For it is GOD which works in you both to will and to do of His good pleasure (Phil. 2:13).
"The preparations of the heart in man, and the answer of the tongue, IS FROM THE LORD" (Prov. 16:1). [Regardless of the proper translation of the first half of this verse, the second half is emphatically] "…FROM THE LORD."
"O Lord, I know that the way of man is NOT IN HIMSELF [not in his will or choice] it is not in man that walks to direct his steps [he is not ‘free’ to choice where he will walk]" (Jer. 10:23).
"Man’s goings [steps] are OF THE LORD; how can a man then understand his own way?" (Prov. 20:24).
I've been visiting another forum the last few days, and found it to be very humbling. I got involved in several topics. This forum had believers, and those that don't believe in God at all. Some that have read Rays writings. Anyway, I learned some things about myself. The topic I got more involved in was a discussion about responsible and accountable.I found out that I couldn't explain it at all because I myself still struggle with it. I think that I so much want to that I just except it rather than understanding it. There are times that I just say its one of those things that God just doesn't want me to know, and then as I was re-reading Free Will part 2, I think; I came across the verses above quoted from that series. It seems that these verses nurtures my not understanding even more than before, but on the other hand it seems to put me at the edge of something even bigger, such as a treasure I've been digging for that I thought was in a large chest, but as it turns out for me that this gem might very well be in a small chest in a big field, but a large treasure; if that makes sense to anyone. Well anyway; back to the verses above, and responsible vs. accountability. Doesn't both words mean the same? Since our steps are led by God, then where do we get lust of the heart such as any carnal thought or action or words that we speak. Ray says that we of our own have lust of the heart, but where does that come from since it is God that directs our steps, even this posting I'm doing now, and how am I to understand my own way?
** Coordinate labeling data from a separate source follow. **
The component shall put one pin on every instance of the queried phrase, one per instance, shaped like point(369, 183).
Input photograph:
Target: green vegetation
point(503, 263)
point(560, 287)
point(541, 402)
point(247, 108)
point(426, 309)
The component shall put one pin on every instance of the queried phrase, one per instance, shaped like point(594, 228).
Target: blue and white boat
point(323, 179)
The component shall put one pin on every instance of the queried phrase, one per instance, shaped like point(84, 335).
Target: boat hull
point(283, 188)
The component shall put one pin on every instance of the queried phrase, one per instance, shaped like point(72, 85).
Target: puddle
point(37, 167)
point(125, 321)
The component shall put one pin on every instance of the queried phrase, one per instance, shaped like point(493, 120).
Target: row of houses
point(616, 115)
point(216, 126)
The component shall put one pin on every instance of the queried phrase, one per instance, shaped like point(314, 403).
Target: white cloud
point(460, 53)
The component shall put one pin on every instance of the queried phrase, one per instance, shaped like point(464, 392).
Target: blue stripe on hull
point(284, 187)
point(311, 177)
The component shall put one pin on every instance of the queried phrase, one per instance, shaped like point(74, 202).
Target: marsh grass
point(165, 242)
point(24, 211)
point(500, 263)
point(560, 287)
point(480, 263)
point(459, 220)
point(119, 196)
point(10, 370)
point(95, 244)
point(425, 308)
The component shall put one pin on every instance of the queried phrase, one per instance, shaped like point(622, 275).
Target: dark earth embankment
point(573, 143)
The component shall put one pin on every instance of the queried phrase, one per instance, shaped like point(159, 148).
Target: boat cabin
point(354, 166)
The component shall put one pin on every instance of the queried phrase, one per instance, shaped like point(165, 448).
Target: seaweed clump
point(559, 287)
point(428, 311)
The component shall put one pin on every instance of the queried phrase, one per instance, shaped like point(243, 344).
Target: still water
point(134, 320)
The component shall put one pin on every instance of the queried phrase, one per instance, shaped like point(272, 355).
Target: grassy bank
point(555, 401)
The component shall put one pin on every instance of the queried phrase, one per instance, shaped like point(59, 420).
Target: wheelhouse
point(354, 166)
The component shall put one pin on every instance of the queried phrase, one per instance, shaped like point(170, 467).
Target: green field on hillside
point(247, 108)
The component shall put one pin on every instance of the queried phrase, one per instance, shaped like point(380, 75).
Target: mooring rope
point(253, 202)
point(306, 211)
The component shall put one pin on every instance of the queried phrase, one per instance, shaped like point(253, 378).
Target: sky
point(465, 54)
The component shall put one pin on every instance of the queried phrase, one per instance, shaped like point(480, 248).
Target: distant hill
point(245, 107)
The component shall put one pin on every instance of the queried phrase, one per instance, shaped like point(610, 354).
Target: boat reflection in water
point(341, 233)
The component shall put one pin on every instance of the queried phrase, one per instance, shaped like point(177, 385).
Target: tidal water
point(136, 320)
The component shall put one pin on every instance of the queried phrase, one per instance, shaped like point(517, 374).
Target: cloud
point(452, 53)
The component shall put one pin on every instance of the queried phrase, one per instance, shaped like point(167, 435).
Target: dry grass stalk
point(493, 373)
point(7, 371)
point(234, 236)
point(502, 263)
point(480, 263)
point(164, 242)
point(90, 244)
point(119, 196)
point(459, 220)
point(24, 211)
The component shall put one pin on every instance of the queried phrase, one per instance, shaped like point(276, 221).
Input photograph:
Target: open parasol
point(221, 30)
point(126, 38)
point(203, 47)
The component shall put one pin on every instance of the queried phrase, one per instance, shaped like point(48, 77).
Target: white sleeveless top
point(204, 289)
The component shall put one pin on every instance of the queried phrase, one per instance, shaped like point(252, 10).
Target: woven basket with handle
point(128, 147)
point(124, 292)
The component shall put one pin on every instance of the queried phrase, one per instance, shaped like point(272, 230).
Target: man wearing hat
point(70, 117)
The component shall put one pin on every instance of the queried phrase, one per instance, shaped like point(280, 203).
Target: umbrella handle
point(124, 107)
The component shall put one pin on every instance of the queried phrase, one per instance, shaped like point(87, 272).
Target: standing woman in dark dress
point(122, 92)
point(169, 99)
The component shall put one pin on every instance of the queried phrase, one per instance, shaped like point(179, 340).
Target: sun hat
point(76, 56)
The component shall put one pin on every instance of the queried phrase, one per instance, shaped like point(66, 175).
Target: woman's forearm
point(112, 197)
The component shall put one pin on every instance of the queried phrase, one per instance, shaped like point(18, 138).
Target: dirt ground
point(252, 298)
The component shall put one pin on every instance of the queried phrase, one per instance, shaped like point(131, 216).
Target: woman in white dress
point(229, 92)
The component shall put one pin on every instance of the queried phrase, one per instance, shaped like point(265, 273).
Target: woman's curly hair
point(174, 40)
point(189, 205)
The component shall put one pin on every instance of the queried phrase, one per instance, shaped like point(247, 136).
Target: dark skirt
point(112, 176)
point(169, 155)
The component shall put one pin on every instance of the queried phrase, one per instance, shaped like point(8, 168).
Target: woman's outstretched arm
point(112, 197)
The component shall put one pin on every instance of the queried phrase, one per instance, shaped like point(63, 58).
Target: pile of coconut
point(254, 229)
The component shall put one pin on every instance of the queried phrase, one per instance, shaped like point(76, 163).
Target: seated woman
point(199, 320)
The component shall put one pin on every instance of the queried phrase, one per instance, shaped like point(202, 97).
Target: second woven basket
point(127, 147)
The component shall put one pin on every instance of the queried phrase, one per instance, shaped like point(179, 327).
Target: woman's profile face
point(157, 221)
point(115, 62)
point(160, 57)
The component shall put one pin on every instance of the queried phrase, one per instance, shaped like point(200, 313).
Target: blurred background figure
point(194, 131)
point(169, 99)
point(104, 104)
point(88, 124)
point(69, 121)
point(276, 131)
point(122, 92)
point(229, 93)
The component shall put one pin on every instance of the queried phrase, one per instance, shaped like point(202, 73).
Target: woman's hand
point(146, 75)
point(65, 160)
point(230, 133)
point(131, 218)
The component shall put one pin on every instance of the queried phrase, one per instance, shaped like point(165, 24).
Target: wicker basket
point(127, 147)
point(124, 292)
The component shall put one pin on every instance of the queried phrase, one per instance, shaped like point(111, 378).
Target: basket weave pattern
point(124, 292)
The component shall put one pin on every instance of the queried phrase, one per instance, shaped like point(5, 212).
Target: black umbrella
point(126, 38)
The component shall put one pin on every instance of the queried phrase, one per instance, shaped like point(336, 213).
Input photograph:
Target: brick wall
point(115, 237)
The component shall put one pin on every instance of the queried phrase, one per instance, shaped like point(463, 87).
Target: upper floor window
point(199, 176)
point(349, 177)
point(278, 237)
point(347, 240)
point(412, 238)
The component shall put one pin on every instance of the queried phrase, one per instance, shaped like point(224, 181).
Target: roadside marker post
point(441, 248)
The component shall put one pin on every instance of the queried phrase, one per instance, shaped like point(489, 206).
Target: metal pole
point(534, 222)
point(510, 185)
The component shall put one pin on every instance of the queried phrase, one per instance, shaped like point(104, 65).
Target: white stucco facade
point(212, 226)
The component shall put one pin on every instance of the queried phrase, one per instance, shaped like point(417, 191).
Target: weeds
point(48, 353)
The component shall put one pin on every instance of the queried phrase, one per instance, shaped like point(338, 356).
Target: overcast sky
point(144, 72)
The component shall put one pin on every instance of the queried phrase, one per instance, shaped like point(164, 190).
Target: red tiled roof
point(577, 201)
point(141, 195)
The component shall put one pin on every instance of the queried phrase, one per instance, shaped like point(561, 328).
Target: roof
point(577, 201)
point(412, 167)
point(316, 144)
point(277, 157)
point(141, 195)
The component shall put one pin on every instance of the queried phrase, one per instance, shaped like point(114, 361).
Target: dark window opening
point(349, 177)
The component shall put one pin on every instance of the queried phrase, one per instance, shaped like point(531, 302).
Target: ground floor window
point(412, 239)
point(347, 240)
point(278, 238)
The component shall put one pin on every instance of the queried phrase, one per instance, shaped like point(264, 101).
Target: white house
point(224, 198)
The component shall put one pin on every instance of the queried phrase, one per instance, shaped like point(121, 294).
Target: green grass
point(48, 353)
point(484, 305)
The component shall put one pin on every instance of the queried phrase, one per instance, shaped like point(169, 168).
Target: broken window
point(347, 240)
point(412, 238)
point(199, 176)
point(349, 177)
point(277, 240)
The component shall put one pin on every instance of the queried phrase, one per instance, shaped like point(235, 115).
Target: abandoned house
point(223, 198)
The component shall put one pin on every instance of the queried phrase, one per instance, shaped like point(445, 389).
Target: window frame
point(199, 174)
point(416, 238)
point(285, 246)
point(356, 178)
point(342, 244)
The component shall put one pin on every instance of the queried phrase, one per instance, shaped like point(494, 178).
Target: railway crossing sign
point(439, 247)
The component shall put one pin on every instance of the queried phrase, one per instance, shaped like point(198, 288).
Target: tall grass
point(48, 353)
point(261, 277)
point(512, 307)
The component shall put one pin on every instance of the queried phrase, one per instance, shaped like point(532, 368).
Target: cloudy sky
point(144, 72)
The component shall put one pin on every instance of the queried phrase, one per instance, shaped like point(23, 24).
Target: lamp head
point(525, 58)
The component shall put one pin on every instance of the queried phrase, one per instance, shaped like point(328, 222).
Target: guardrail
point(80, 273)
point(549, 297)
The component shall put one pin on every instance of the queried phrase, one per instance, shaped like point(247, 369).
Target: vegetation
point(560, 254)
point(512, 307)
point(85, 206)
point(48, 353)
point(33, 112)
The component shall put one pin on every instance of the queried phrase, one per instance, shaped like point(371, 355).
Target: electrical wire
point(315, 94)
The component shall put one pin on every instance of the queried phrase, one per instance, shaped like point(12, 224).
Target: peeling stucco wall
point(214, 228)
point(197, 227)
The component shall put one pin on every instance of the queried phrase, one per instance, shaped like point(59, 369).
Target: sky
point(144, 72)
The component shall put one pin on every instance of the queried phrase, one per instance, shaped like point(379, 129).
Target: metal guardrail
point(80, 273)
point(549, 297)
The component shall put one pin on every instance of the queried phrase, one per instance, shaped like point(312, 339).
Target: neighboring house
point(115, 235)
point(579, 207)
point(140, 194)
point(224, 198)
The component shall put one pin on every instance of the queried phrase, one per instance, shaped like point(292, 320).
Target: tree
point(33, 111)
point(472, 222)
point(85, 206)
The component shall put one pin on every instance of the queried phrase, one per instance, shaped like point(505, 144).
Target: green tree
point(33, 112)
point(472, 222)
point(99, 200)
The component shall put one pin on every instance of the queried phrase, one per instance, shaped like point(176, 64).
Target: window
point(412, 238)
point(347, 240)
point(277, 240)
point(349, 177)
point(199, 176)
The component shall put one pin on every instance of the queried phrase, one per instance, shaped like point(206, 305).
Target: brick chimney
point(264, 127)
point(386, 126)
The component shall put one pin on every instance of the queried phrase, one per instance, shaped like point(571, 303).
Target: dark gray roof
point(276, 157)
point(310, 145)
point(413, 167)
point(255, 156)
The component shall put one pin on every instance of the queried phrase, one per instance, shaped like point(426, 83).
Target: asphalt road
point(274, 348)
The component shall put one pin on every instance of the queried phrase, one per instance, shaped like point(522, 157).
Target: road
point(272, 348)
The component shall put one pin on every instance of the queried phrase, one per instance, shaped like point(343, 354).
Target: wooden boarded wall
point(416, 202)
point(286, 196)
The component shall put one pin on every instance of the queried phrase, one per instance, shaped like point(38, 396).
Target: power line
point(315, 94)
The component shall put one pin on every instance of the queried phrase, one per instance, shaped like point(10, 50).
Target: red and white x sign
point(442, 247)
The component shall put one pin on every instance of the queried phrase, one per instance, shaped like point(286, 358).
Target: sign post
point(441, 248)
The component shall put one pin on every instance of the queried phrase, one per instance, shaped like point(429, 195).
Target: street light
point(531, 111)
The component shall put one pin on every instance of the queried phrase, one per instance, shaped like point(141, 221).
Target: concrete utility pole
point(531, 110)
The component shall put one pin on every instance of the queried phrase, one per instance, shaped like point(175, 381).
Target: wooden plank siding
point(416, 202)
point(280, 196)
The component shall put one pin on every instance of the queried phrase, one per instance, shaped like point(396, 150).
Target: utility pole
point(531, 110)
Pastors mislead the flock and the flock follows; all steps directed by God, and they understand not. Isn't trying to expose those that contradict, actually exposing that God is the one in charge of what they are doing? According to the verses above, they don't understand because God is leading their steps, and at the same time leading the steps of those that want to expose them? Is this correct? Am I right or wrong to think that no one can be led astray by man unless that's the steps God wants them to take?
There are times when I'm having thoughts that are very carnal or some sort of action or words that lead me to ask God why am I doing this, or having these thoughts that I can't get rid of. Last night my wife and I was watching a TV serious that has a Gay person on it. He is more feminine than a woman; well I made a comment to Silvia that the least he could do is at least act like a man. This guy literally annoys me to no end, but I don't want to think and feel like that toward anyone.I want to understand, and not judge people like that. Well it was this morning that I found the verses above, and they explained that he can't help the way he is and acts no more than the things that I think and do. Is this not correct? I also want to be in Spirit all the time, and see things, and understand in Spirit, but I come nowhere close, no matter how much I want it.
Can someone explain the difference between responsible and accountable, and why does God, who is responsible for all things including our steps, hold us accountable and punish, or correct which ever is the right word when we are doing what he directs us to do?
I went to a forum of which I have avoided all forums except for this one, because I thought I could be misled into some other belief, but I was wrong to think anyone can mislead me or lead me in the right direction unless that is the step God wants me to take. Isn't that what the verses above are saying?
I can understand being submitted to vanity to humble us and teach us as we are being transformed. Is it that I'm seeing accountability as punishment rather than correction or transformation?